4. Subjektif Değerlendirme
Stresi ölçmek için kullanılan bir başka yöntem, bireyin subjektif deneyimlerini ele almaktır. Kişinin stres düzeyinin, stresli hissettiği durumların veya belirtilerinin sözlü veya yazılı ifadelerine dayanılarak değerlendirilmesidir.
5. Biyolojik İzleme
Teknolojik ilerlemeler sayesinde taşınabilir cihazlar ve sensörler aracılığıyla bireylerin günlük yaşamlarında stres seviyelerini izlemek mümkün hale gelmiştir. Bu cihazlar, kalp atış hızı, uyku düzeni ve fiziksel aktivite seviyeleri gibi verileri sürekli olarak toplayabilir ve kişinin stres düzeyini tahmin etmek için kullanılabilir.
Stresi İyi Yönetmek için 5 Öneri
Stresin yönetimi bireyden bireye değişebilir ancak belirli stratejilerin bu konuda yardımcı olacağı düşünülmektedir.
- 1. Sağlıklı yaşam tarzı
- Düzenli egzersiz yapmak, sağlıklı beslenmek, yeterli uyku almak ve sigara, alkol gibi zararlı alışkanlıklardan kaçınmak stresle başa çıkmada yardımcı olabilir.
- 2. Zaman yönetimi
- Görevleri önceliklendirme, planlama ve zamanı etkili bir şekilde kullanma stresi azaltabilir.
- 3. Sosyal destek
- Aile, arkadaşlar veya destek gruplarıyla duygusal yükü paylaşmak ve desteklenme hissi stresi hafifletebilir.
- 4. Rahatlama teknikleri
- Derin nefes alma, meditasyon, yoga, kas gevşeme egzersizleri gibi rahatlama teknikleri stresi azaltmaya yardımcı olabilir.
- 5. Sorun çözme becerileri
- Sorunları tanımlama, analiz etme ve çözme becerilerini geliştirmek, stresli durumlarla daha etkili bir şekilde başa çıkmaya yardımcı olabilir.
Kapatırken
Psikolojik stres, zorlayıcı durumlarla ilişkili bir tepki olarak kortizol, glukokortikoidler ve adrenalin salınımına neden olur. Stresin nörobiyolojik etkilerinden biri IgA'nın azalmasıdır. Kortizol ve glukokortikoidler, bağışıklık sistemini baskılayarak IgA üretimini etkileyebilir.
Ayrıca psikolojik stres adrenalin salınımını artırarak bağışıklık sisteminde değişikliklere neden olabilir. Bu etkileşimlerin mekanizması henüz tam olarak anlaşılmamıştır ve bu konuda daha fazla araştırmaya ihtiyaç vardır.

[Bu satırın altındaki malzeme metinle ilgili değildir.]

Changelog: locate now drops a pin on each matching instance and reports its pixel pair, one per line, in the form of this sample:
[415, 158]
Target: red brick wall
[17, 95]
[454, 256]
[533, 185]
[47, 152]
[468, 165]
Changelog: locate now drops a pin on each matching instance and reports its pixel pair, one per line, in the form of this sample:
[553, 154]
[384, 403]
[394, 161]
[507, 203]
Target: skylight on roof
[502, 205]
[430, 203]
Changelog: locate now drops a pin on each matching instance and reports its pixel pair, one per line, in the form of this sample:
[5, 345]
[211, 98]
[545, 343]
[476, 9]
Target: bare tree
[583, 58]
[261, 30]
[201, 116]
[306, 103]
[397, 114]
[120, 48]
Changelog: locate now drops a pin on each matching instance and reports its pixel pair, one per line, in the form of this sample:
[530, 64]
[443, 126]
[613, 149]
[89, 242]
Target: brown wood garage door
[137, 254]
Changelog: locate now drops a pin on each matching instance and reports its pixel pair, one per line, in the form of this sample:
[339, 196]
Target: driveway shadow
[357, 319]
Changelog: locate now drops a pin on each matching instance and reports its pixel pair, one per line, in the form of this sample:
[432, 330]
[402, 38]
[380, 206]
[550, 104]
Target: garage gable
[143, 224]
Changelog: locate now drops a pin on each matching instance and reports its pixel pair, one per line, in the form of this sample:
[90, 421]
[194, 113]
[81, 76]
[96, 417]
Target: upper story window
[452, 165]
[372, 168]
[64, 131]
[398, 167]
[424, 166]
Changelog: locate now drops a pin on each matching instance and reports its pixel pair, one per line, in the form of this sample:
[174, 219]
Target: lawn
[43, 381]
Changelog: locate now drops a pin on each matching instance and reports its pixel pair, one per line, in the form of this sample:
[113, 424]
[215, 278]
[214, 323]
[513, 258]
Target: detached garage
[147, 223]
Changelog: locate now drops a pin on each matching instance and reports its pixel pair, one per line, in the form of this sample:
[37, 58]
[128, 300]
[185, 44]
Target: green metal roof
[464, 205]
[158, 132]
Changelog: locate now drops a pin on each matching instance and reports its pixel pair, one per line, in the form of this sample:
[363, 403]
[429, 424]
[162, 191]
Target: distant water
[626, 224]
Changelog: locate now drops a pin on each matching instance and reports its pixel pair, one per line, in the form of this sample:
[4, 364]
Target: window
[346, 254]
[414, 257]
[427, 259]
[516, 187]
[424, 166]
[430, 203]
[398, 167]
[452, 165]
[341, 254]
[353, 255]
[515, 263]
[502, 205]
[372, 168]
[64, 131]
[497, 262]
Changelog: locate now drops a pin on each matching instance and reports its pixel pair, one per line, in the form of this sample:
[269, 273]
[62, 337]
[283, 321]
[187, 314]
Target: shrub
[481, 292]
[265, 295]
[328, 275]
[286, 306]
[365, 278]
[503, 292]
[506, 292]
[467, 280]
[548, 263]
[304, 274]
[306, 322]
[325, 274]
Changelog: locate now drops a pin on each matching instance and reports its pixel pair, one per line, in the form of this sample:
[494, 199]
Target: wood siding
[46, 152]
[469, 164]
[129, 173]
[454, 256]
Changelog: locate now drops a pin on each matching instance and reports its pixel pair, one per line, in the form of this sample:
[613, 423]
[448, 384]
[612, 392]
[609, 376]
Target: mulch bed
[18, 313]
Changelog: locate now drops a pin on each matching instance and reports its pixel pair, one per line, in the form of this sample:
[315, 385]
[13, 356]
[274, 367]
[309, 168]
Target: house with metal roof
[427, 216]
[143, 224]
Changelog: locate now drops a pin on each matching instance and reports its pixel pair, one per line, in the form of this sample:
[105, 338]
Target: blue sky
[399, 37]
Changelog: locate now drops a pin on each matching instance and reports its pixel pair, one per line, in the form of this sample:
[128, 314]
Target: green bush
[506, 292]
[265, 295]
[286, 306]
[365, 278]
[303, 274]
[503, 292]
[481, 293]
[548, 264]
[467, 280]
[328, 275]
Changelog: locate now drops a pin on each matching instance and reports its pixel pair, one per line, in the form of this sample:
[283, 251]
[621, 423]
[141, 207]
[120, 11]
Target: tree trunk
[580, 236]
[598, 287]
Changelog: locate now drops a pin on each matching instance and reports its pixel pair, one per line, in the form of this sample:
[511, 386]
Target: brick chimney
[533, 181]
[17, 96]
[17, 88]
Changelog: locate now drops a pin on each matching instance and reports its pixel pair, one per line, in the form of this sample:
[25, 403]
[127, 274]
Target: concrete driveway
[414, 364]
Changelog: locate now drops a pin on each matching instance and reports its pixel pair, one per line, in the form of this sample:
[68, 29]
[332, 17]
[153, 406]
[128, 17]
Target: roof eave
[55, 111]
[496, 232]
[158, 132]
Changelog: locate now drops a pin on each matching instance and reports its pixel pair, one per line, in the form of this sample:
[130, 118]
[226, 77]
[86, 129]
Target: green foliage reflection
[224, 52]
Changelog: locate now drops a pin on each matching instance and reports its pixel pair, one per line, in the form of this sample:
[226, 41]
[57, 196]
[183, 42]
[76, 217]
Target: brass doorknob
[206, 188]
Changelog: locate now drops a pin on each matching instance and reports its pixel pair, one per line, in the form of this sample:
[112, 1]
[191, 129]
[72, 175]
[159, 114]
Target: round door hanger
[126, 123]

Kortizol, hipotalamus-hipofiz-böbrek üstü bezi (HPA) aksının aktivasyonuyla salgılanır ve bağışıklık sistemini etkiler. Glukokortikoidler, stres yanıtındaki hormonların etkilerini düzenler ve bağışıklık sistemini inhibe eder. Adrenalin ise psikolojik stresle ilişkili olarak bağışıklık sistemi fonksiyonlarını etkileyebilir.
Bu nörobiyolojik etkileşimler, psikolojik stresin bağışıklık sistemi üzerindeki etkisini açıklamada önemli bir rol oynar. Ancak bu süreçlerin tam olarak anlaşılabilmesi için daha fazla araştırma gereklidir.
Eğer stres uzun süre devam ediyor, günlük işlevselliği etkiliyorsa veya ciddi bir sıkıntıya neden oluyorsa bir uzmandan yardım almak önemlidir. Uzman psikologlarla terapi sürecinde, stresin yönetimi konusunda destek almak daha iyi hissetmenizi sağlayabilir.
Kaynakça
- Carlos Osório and Thomas Probert and Edgar Jones and Allan H. Young and Ian Robbins, Adapting to Stress: Understanding the Neurobiology of Resilience, {Behavioral Medicine. https://doi.org/10.1080/08964289.2016.1170661. PMID: 27100966
- Kumar, A., Rinwa, P., Kaur, G., & Machawal, L. (2013). Stress: Neurobiology, consequences and management. Journal of pharmacy & bioallied sciences, 5(2), 91–97. https://doi.org/10.4103/0975-7406.111818
- MAYER EA. The neurobiology of stress and gastrointestinal disease. Gut 2000;47:861-869.
- Robert Murison, Chapter 2 - The Neurobiology of Stress, Editor(s): Mustafa al'Absi, Magne Arve Flaten, Neuroscience of Pain, Stress, and Emotion, Academic Press, 2016, Pages 29-49, ISBN 9780128005385.